Pois bem, há muitos americanos extremamente descontentes com sua terra natal, como o economista citado no início deste artigo. Paul Craig Roberts, cujo blog eu sigo semanalmente, não se cansa de criticar o governo americano por seu totalitarismo, simbolizado pela espionagem onipresente e pela polícia violenta, suas guerras sem fim em todos os cantos do mundo, a destruição da classe média devido à transferência da produção manufatureira para locais com mão de obra mais barata na Ásia. Para ele os Estados Unidos é hoje um castelo de cartas, dominado por uma elite que consegue valer seus interesses em detrimento da maioria da população e endividado até o pescoço, que vai ruir quando o dólar deixar de ser a moeda de reserva internacional. Será que tal visão é a de um arauto do caos neurótico? Ou a de uma pessoa equilibrada?

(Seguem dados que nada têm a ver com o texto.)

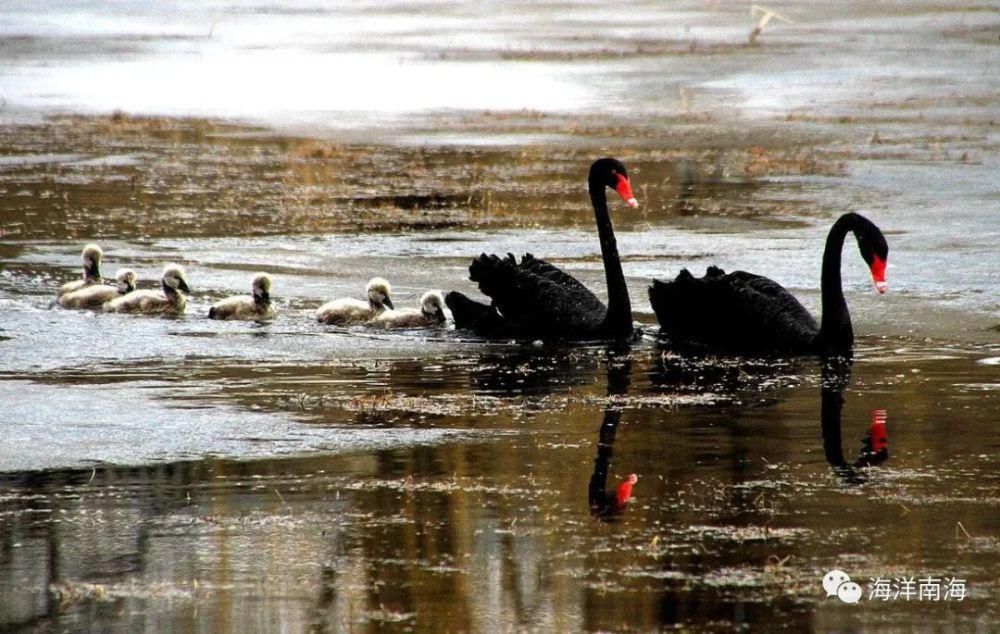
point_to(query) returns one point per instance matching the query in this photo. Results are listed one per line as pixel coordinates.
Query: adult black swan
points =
(747, 313)
(533, 299)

Posso ainda falar do desgosto que Theodore Dalrymple, um autor que já citei várias vezes neste meu humilde espaço, sente com a Inglaterra, para ele um país atualmente habitado por bárbaros sem cultura, sem moral e sem perspectivas. Ou do medo de 8.600 judeus europeus que em 2014 decidiram emigrar para Israel para fugir dos muçulmanos. Em suma, todos países de Primeiro Mundo em que muitos cidadãos consideram que a vida tornou-se insuportável, por razões as mais variadas, econômicas, culturais ou sociais.

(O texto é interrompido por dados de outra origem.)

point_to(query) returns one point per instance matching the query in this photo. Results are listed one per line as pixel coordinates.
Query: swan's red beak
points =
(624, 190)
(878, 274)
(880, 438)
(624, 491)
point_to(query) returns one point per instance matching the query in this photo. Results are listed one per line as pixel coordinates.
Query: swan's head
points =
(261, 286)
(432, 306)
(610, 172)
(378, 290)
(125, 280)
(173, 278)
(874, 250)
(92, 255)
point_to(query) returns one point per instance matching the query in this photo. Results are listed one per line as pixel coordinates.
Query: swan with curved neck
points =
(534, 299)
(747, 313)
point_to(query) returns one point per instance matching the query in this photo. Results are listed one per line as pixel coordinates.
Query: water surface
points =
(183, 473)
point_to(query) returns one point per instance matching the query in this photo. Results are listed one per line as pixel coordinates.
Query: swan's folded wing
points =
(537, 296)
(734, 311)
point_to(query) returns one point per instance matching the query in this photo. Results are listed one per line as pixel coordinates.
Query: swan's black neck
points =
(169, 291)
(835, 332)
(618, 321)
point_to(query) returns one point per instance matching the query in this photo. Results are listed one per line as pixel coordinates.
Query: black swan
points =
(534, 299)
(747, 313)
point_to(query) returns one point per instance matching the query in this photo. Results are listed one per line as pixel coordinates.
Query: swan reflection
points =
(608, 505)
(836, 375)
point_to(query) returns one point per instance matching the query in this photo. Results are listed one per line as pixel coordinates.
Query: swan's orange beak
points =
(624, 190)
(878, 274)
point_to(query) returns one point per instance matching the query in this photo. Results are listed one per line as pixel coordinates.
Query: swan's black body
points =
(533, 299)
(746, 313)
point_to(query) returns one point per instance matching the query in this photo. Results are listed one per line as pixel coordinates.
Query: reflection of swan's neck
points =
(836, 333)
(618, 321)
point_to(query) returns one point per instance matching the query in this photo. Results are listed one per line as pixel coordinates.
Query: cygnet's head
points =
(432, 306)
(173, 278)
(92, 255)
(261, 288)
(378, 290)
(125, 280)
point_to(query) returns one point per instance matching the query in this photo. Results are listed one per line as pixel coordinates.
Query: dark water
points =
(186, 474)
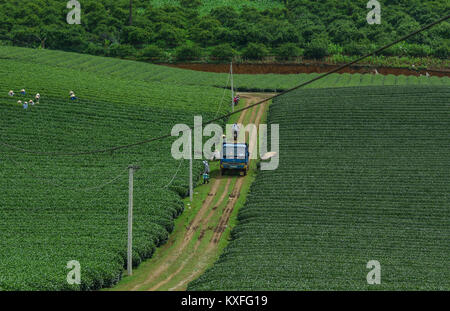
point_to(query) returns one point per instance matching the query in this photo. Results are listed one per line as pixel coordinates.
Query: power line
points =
(175, 175)
(146, 141)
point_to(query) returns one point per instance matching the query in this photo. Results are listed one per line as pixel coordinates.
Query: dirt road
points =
(193, 248)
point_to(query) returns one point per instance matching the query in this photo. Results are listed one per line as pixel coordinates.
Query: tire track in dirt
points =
(237, 188)
(191, 229)
(197, 244)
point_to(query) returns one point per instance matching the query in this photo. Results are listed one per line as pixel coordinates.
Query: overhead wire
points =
(146, 141)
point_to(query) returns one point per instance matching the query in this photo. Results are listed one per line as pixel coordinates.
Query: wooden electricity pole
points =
(131, 12)
(232, 87)
(131, 170)
(191, 183)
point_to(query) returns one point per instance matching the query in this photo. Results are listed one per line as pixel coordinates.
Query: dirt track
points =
(305, 68)
(186, 255)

Tudo isso para dizer ao povo que não me junto, ao menos por enquanto, à fila dos descontentes e fico, como fez D. Pedro I em 9 de janeiro de 1822 para garantir o trono do Brasil para os Braganças e não deixar que um aventureiro lançasse mão dele. Não há dúvida de que somos diversos demais, que fomos fundados sobre os pés de barro da escravidão, que desconfiamos uns dos outros de tal maneira que a corrupção tem sempre campo fértil para florescer, que herdamos a prática e o gosto da burocracia dos portugueses, que temos imensas dificuldades para nos organizar. Em poucas palavras, uma grande bagunça. Mas para quem foge do frio como eu, e os autores do Samba de Orly, como o diabo foge da cruz, o Brasil talvez seja o melhor dos mundos tropicais possíveis, afinal os países da África no balanço geral são piores em todos os quesitos.

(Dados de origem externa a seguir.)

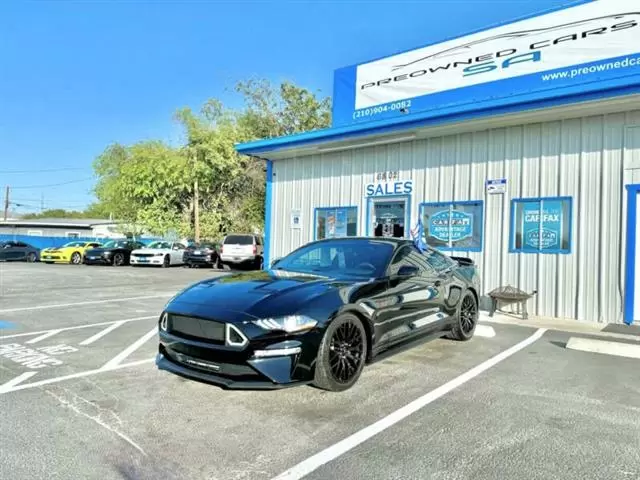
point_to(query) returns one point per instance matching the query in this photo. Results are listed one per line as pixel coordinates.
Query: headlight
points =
(289, 324)
(164, 321)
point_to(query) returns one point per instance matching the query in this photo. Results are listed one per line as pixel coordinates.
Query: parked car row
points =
(234, 250)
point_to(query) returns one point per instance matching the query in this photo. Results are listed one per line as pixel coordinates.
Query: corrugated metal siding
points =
(589, 159)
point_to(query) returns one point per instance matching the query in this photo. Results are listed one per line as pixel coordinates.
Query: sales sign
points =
(585, 48)
(451, 225)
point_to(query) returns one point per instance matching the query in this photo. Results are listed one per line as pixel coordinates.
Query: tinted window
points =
(238, 240)
(410, 255)
(366, 258)
(437, 260)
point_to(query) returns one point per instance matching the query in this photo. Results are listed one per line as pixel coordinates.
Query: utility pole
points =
(6, 203)
(196, 203)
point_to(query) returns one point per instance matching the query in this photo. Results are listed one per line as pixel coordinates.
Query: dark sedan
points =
(18, 252)
(318, 315)
(203, 254)
(113, 252)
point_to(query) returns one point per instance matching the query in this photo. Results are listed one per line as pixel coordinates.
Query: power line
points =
(61, 169)
(54, 184)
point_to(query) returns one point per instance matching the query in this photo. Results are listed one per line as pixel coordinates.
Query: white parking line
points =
(115, 361)
(102, 333)
(87, 373)
(8, 386)
(77, 304)
(44, 336)
(77, 327)
(316, 461)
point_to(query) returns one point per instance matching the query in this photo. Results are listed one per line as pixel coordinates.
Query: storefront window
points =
(532, 232)
(453, 226)
(336, 222)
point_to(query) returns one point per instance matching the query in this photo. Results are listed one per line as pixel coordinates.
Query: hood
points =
(151, 250)
(98, 251)
(258, 294)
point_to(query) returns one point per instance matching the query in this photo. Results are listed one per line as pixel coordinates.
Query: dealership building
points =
(517, 146)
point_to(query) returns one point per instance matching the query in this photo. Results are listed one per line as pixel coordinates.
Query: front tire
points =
(342, 354)
(118, 260)
(466, 318)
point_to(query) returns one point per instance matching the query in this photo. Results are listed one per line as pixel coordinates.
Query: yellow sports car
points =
(72, 252)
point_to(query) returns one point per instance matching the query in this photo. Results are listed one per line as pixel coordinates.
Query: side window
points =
(437, 260)
(409, 255)
(400, 259)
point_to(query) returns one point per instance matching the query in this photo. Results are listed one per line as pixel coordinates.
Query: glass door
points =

O fato é que sempre em algum lugar haverá alguém a reclamar, seja no caso de países do Primeiro Mundo em relação ao passado glorioso que já foi e não volta mais, seja no caso de nós, os emergentes do Terceiro Mundo, que temos nostalgia de algo que nunca fomos: organizados, eficientes, justos, igualitários e solidários. Muito provavelmente nunca conseguiremos conquistar nenhuma dessas qualidades de maneira permanente e significativa, e então, como disse Chico Buarque, “sem um cigarro ninguém segura esse rojão.”